Chinatown is unique as it’s one of one of the only downtown neighborhoods in New York City that remains packed with individually owned small enterprises, from thriving mom and pop restaurants and tiny coffee shops, to plant stores and vegetable markets. There might be a bubble tea chain here and there, but Main Street is thriving in Chinatown. At least it was before COVID-19 hit the city.
Businesses that solely rely on Chinatown tourism are scrambling. “No foreigners come, no tourists come—nobody comes here,” said Mohammad K-Alam recently, standing in his fluorescent-lit souvenir shop on Mott Street. The shelves and displays were stuffed with standard issue “I heart NY” sweatshirts, mugs and shot glasses.
K-Alam, originally from Bangladesh, has a monthly rent of $8,255, plus utilities and workers’ salaries. He must earn a minimum of $500 a day to survive, which he’s typically surpassed in previous years. Early this month K-Alam thought he was facing a disaster by selling a mere $100 – $150 worth of merchandise a day due to reduced tourists, now he is barely making $20 a day and is visibly shaken as he contemplates how he’ll support his family in the Bronx.
Chinatown food tours were still taking place over the weekend, but many are temporarily stopping. Alana Hoye Barnaba, owner of Ahoy New York Tours and Tasting, which specializes in eating at Chinatown and Little Italy establishments, has cancelled tours for two weeks.
Lori Pickhardt a tour guide and manager at Free Tours by Foot in New York City said they were already hurting in February and early March from reduced bookings, now they’ve cancelled all their Chinatown tours through April.
It’s early in the COVID-19 crises and no one knows how long it will last; Chinatown’s small businesses don’t know where to turn for financial help yet.
“I’m looking to apply for anything that’s out there,” said Peter Lee, who received financial help from the 9/11 Fund and FEMA, after the attacks, “Businesses don’t know what to do, there’s nothing we can look to yet.”
The New York City Small Business Services is offering emergency financial assistance for impacted businesses, zero interest loans up to $75,000 for businesses that have lost more than 25% of sales and grants to cover 40% of payroll for two months.
“We need to start looking at grants,” said Jan Lee, noting that many Chinatown small businesses are already paying off loans so even zero interest loans are not ideal.
Peter Lee thinks sales tax for this quarter due March 28 should be waived altogether, “I have just enough to pay,” said Lee shaking his head, “I pretty much have no option but to close.”
Lou Di Palo thinks if the government needs to step in and protect small businesses, a start would be to hold insurance companies accountable that try to find loopholes and excuses to weasel out of paying legitimate claims.
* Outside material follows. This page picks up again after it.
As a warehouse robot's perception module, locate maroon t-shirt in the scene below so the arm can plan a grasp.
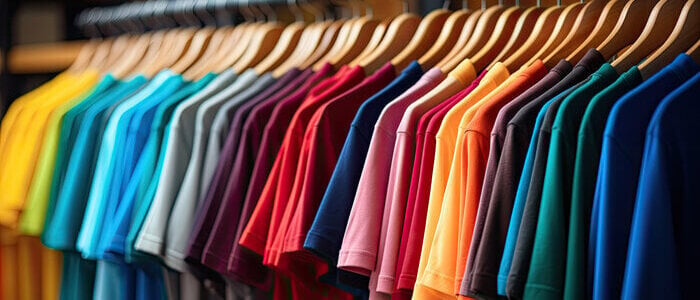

He was less than impressed with the response to the aftermath of Hurricane Sandy and throws around around descriptors like “disgusting shame” and “didn’t stand by the small people.”
Desperate small business owners like Mohammad K-Alam are looking for any financial help they can find, not knowing how they are going to pay next month’s rent.
“City government or other honorable person,” K-Alam implored, “please help us.”